MiaoQIDS 🛡️量子防火墙-会做pcap文件分析的猫娘
PassAudited by VirusTotal on May 10, 2026.
Overview
Type: OpenClaw Skill Name: miao-qids Version: 0.1.1 The skill implements a complex hybrid classical-quantum intrusion detection system, but it contains several high-risk vulnerabilities and behaviors. It uses 'pickle.load' and 'torch.load' to load model data in 'CNNmodel.py', 'QNNmodel.py', and 'FeatureSelection.py', which are known vectors for Remote Code Execution (RCE) if model files are tampered with. The MCP server in 'skill.py' is an unauthenticated HTTP server that accepts arbitrary file paths ('pcap_path') from POST requests, which could be exploited to process sensitive system files. Additionally, 'skill.py' performs external network requests to 'ip-api.com' to geolocate IP addresses extracted from the analyzed traffic, constituting a potential data leak.
Findings (0)
Artifact-based informational review of SKILL.md, metadata, install specs, static scan signals, and capability signals. ClawScan does not execute the skill or run runtime probes.
Users may place too much trust in a “safe” or benign-looking result when reviewing network traffic.
The skill presents confidence outputs as probabilities, but the code manually boosts the benign-traffic confidence after computing the distribution, without documenting that calibration.
#故意上调善意置信度以减少误报的情况; if confidence_dict["善意流量"]>0.5:confidence_dict["善意流量"]*=1.1
Document any confidence calibration clearly, normalize scores after adjustment, and avoid wording that implies benign results are definitive.
A malicious model file could run arbitrary Python code on the user’s machine when the detector starts.
pickle.load can execute code embedded in a crafted file; this loader is used for the required QNN model loaded from the model directory.
with open(filename,'rb')as f: model_data=pickle.load(f)
Only use trusted, hash-verified model files; prefer safe tensor formats where possible; and restrict model_dir to trusted read-only artifacts.
Users must obtain unreviewed model files separately, increasing the chance of compromised or mismatched artifacts.
The required pretrained model artifacts are not included in the manifest and no trusted source, version, or checksum is provided for them.
需要预先训练好的 CNN 模型(`cnn_mtd_final.pth`)和 QNN 模型(`qnn_nodel.pkl`)
Publish the exact model artifacts or trusted download source with cryptographic hashes, and document the expected filenames consistently.
If the server is exposed to untrusted clients, they could cause it to parse chosen local paths or consume CPU/memory on large PCAPs.

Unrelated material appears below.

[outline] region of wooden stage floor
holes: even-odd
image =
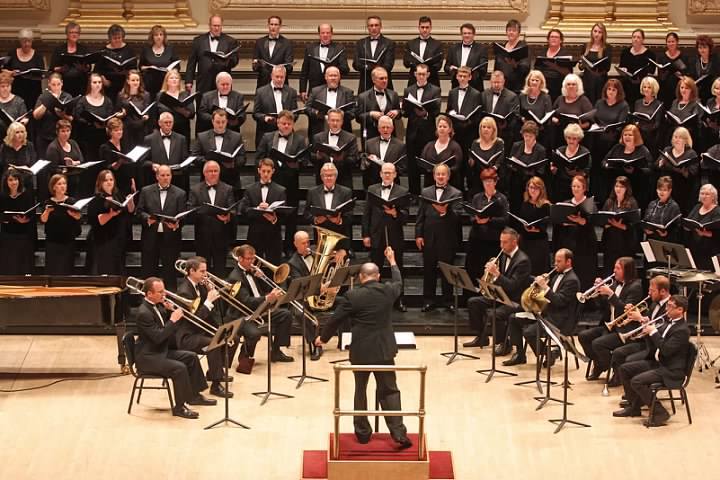
[[[467,340],[467,338],[461,339]],[[334,340],[333,340],[334,342]],[[73,380],[48,388],[0,393],[2,478],[60,479],[298,479],[303,449],[327,448],[332,429],[331,383],[305,384],[299,390],[288,375],[300,370],[299,337],[293,338],[292,364],[273,365],[273,390],[295,395],[260,406],[250,392],[265,390],[264,342],[251,376],[234,373],[231,416],[251,427],[203,427],[223,415],[222,404],[196,407],[199,420],[172,417],[164,392],[148,391],[126,414],[132,378]],[[0,336],[0,389],[43,385],[63,376],[118,373],[114,337]],[[711,355],[720,337],[707,339]],[[490,365],[490,351],[473,349],[480,360],[445,366],[440,352],[452,349],[451,337],[419,337],[417,350],[403,350],[402,364],[428,369],[427,435],[431,450],[451,450],[456,478],[479,479],[632,479],[718,478],[720,390],[714,372],[693,376],[689,388],[692,425],[684,410],[669,425],[646,429],[642,419],[615,419],[621,389],[600,395],[602,385],[587,382],[584,365],[571,365],[569,417],[592,428],[567,426],[553,435],[547,420],[562,414],[559,404],[535,411],[537,390],[513,383],[534,376],[534,360],[519,377],[496,376],[486,384],[475,372]],[[331,378],[330,360],[345,357],[334,343],[309,373]],[[52,372],[47,374],[47,372]],[[553,376],[560,379],[558,363]],[[344,405],[352,406],[352,378],[346,375]],[[416,408],[418,375],[399,378],[403,406]],[[372,386],[372,382],[371,382]],[[561,390],[554,390],[559,397]],[[407,419],[417,431],[417,420]],[[351,432],[349,418],[343,431]],[[387,431],[384,422],[381,429]],[[381,480],[381,479],[373,479]]]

The local HTTP endpoint processes a user-supplied local file path, which is expected for PCAP analysis but should be kept within trusted local use.
请求格式(HTTP POST `/analyze`) ... `"pcap_path": "/path/to/your/file.pcap"`
Run it on localhost or a trusted network only, add authentication if exposed, and consider path allowlists and file-size limits.

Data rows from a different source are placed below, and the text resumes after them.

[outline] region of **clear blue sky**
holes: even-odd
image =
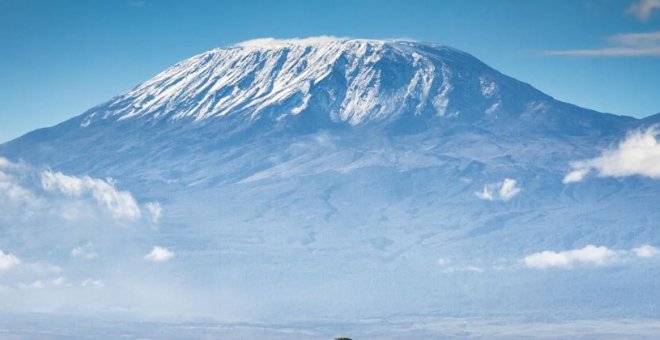
[[[444,43],[560,100],[643,117],[660,112],[659,32],[660,0],[0,0],[0,142],[260,37]]]

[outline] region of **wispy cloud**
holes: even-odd
[[[102,280],[97,280],[97,279],[85,279],[82,282],[80,282],[80,287],[82,288],[103,288],[105,284],[103,283]]]
[[[474,194],[486,201],[508,201],[520,193],[518,182],[515,179],[505,178],[501,182],[484,185],[482,191]]]
[[[605,41],[607,46],[603,47],[550,50],[541,54],[561,57],[660,57],[660,32],[620,33],[606,37]]]
[[[571,163],[572,171],[564,177],[564,183],[580,182],[589,173],[600,177],[624,177],[641,175],[660,179],[660,127],[634,131],[610,150],[588,160]]]
[[[660,10],[660,0],[639,0],[628,7],[628,13],[641,21],[648,20],[658,10]]]
[[[447,257],[438,259],[438,266],[442,268],[442,272],[449,273],[482,273],[484,268],[474,265],[453,265],[452,260]]]
[[[620,33],[607,37],[607,41],[620,46],[657,46],[660,32]]]
[[[99,254],[94,251],[94,245],[88,242],[71,249],[71,256],[86,260],[95,260],[99,257]]]

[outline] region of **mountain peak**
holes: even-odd
[[[567,131],[599,115],[578,108],[586,115],[576,117],[575,109],[450,47],[320,36],[256,39],[201,53],[92,108],[79,125],[214,122],[232,131],[260,121],[308,131],[449,121]]]
[[[315,115],[357,125],[413,116],[482,116],[499,89],[533,93],[467,53],[403,40],[328,36],[257,39],[214,49],[85,113],[82,126],[133,118],[176,121]]]

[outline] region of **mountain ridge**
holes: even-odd
[[[568,107],[468,53],[438,44],[329,37],[260,41],[181,61],[85,112],[81,126],[107,119],[218,117],[233,117],[228,123],[237,124],[309,118],[320,126],[355,126],[409,116],[468,123],[523,117],[534,124],[530,118],[536,117],[526,115],[544,115],[558,124],[565,111],[592,112]],[[562,117],[554,117],[557,112]]]

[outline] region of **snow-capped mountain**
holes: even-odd
[[[45,191],[39,207],[55,193],[88,193],[115,216],[113,199],[126,196],[116,187],[133,193],[128,216],[147,226],[66,227],[76,215],[63,209],[65,227],[45,228],[23,210],[11,223],[0,213],[0,249],[64,268],[93,257],[108,270],[84,269],[107,277],[87,285],[109,296],[127,294],[117,271],[177,292],[129,292],[147,311],[155,301],[269,321],[658,316],[649,273],[659,272],[660,187],[653,172],[607,163],[653,149],[657,121],[557,101],[437,44],[248,41],[0,145],[12,169],[47,169],[32,176]],[[0,193],[18,195],[2,160]],[[26,241],[25,230],[39,238]],[[161,260],[171,272],[145,267]],[[200,296],[179,299],[181,287]]]
[[[573,136],[582,142],[599,137],[587,145],[607,145],[638,124],[554,100],[465,52],[437,44],[265,39],[184,60],[78,117],[9,142],[0,152],[50,166],[67,164],[77,173],[97,169],[118,176],[109,167],[136,161],[136,155],[142,161],[171,150],[177,159],[205,157],[212,146],[327,130],[363,131],[348,132],[354,137],[365,130],[380,131],[379,136],[444,135],[443,145],[462,143],[446,136],[456,131],[469,131],[472,141],[525,135],[565,144],[564,137]]]
[[[315,127],[514,119],[527,129],[545,124],[558,133],[593,128],[585,124],[596,120],[620,122],[557,102],[450,47],[336,38],[256,40],[211,50],[81,118],[82,127],[131,119],[312,121]]]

IP addresses from analyzed traffic may be disclosed to ip-api.com and visible to network observers because the request uses HTTP.

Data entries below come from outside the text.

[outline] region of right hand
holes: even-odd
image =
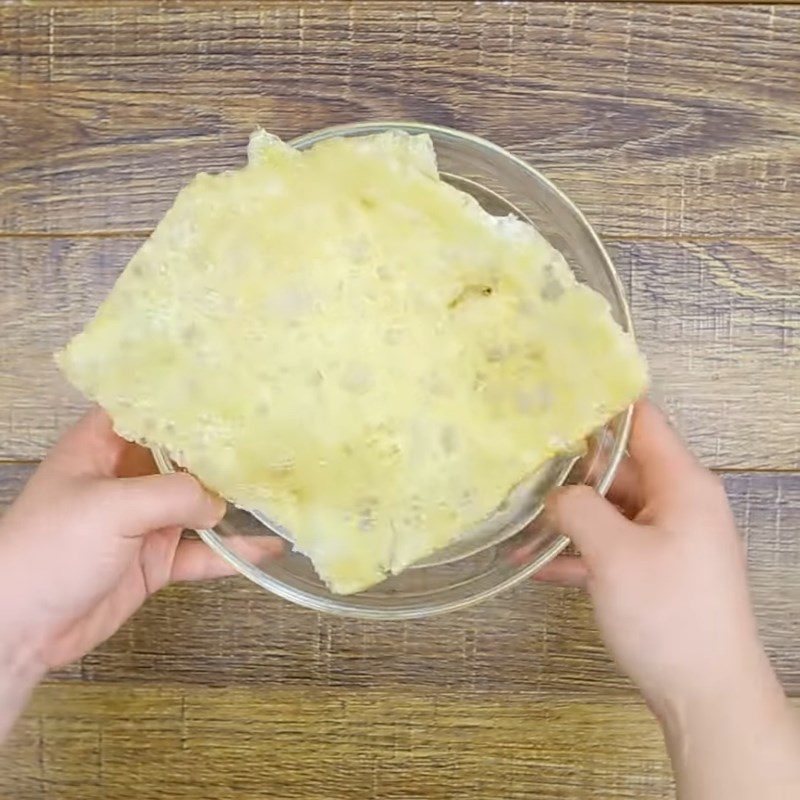
[[[550,498],[581,556],[536,577],[588,590],[606,645],[664,718],[771,671],[722,483],[649,402],[636,406],[629,450],[608,499],[587,486]]]

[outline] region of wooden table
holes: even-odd
[[[84,405],[52,351],[178,188],[240,165],[256,125],[381,118],[488,137],[587,213],[800,694],[798,7],[4,4],[0,500]],[[397,625],[175,586],[52,676],[0,754],[13,800],[672,792],[585,598],[533,585]]]

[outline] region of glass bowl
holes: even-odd
[[[564,254],[578,279],[606,297],[617,322],[632,332],[614,266],[583,214],[547,178],[502,148],[460,131],[404,122],[340,125],[291,144],[306,149],[331,137],[390,130],[427,133],[444,180],[469,192],[492,214],[513,213],[532,222]],[[333,594],[310,560],[292,549],[290,533],[261,514],[231,506],[213,530],[197,533],[259,586],[316,611],[371,619],[454,611],[519,583],[567,546],[568,540],[540,518],[544,498],[564,483],[586,483],[605,493],[627,445],[631,414],[628,409],[596,431],[581,457],[553,459],[512,492],[496,514],[454,544],[358,594]],[[154,456],[162,472],[177,469],[167,452],[155,448]],[[276,548],[276,539],[285,546]]]

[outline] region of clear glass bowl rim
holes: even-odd
[[[423,122],[403,122],[403,121],[374,121],[374,122],[357,122],[343,125],[334,125],[326,128],[321,128],[311,133],[303,134],[289,141],[293,147],[303,146],[309,147],[312,144],[322,139],[328,139],[333,136],[358,136],[366,134],[383,133],[388,130],[405,131],[411,134],[431,134],[438,136],[450,137],[452,139],[467,142],[478,149],[488,151],[494,156],[499,156],[509,162],[512,162],[516,167],[528,173],[531,178],[538,181],[549,189],[558,200],[573,214],[579,223],[585,228],[592,243],[597,248],[601,259],[603,260],[606,268],[607,275],[611,281],[616,301],[619,309],[622,312],[623,322],[626,330],[631,336],[635,337],[633,319],[631,318],[628,302],[625,297],[625,291],[614,268],[611,257],[608,255],[603,243],[600,241],[594,228],[589,224],[589,221],[584,216],[583,212],[565,195],[552,181],[546,178],[541,172],[534,167],[530,166],[526,161],[518,158],[517,156],[509,153],[502,147],[499,147],[492,142],[475,136],[474,134],[464,133],[463,131],[456,130],[455,128],[447,128],[441,125],[433,125]],[[605,494],[609,486],[614,480],[617,468],[620,461],[625,455],[625,451],[630,436],[631,424],[633,418],[633,406],[628,407],[625,411],[618,415],[619,420],[619,435],[614,442],[614,447],[609,454],[607,466],[602,475],[597,479],[595,489],[600,494]],[[161,472],[172,472],[175,466],[169,459],[167,453],[160,448],[153,448],[156,464]],[[360,605],[353,605],[348,603],[347,596],[341,598],[326,598],[319,597],[311,592],[303,591],[294,586],[289,586],[282,581],[273,578],[256,567],[249,561],[245,561],[230,548],[225,545],[224,538],[221,537],[213,530],[198,529],[197,534],[200,538],[220,557],[233,566],[238,572],[245,577],[249,578],[255,584],[275,595],[296,603],[297,605],[304,606],[313,611],[321,611],[328,614],[335,614],[338,616],[345,616],[351,618],[373,619],[373,620],[406,620],[419,617],[429,617],[438,614],[444,614],[451,611],[458,611],[469,606],[473,606],[483,600],[493,597],[500,592],[510,589],[512,586],[517,585],[526,578],[529,578],[541,567],[555,558],[561,553],[569,544],[569,539],[561,534],[553,533],[552,540],[549,545],[543,547],[542,552],[527,564],[520,566],[520,568],[510,574],[502,581],[498,581],[482,591],[476,592],[471,595],[463,597],[452,598],[449,600],[433,602],[428,606],[414,606],[408,608],[370,608]]]

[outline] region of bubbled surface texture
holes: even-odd
[[[401,133],[298,152],[256,132],[58,358],[121,434],[275,520],[340,593],[452,542],[646,382],[562,256]]]

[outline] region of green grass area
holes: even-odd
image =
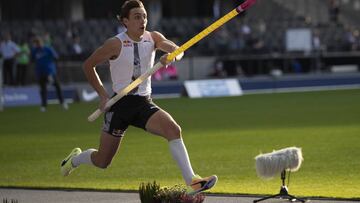
[[[280,176],[257,177],[254,157],[289,146],[304,163],[291,174],[297,196],[360,197],[360,90],[247,95],[155,102],[183,129],[195,172],[217,174],[214,193],[275,194]],[[97,104],[9,108],[0,112],[0,186],[137,190],[141,182],[183,183],[167,142],[130,128],[110,168],[81,166],[60,175],[74,148],[96,148],[102,119],[86,118]]]

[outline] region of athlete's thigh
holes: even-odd
[[[169,140],[180,136],[180,126],[166,111],[160,109],[146,123],[146,130]]]

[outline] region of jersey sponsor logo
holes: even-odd
[[[124,46],[124,47],[132,47],[133,45],[132,45],[132,42],[131,42],[131,41],[129,41],[129,40],[124,40],[124,41],[123,41],[123,46]]]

The skill automatically sends extracted IP addresses to an external geolocation provider over HTTP. This matches the IP-location feature, but it is privacy-relevant.
url=f"http://ip-api.com/json/{ip}?lang=zh-CN"; response=requests.get(url,timeout=3)Make IP lookups optional, document the provider, use HTTPS if supported, and avoid querying private/internal target addresses.
Traffic-derived metadata may remain in the cache after analysis and could be accessed by other local users or later tasks.
The skill stores derived feature vectors from PCAP contents on disk for caching, which is purpose-aligned but creates retained network-derived data.
if self.use_cache:np.save(cache_file,features)
Use a private cache directory, document retention, and clear cached feature files when they are no longer needed.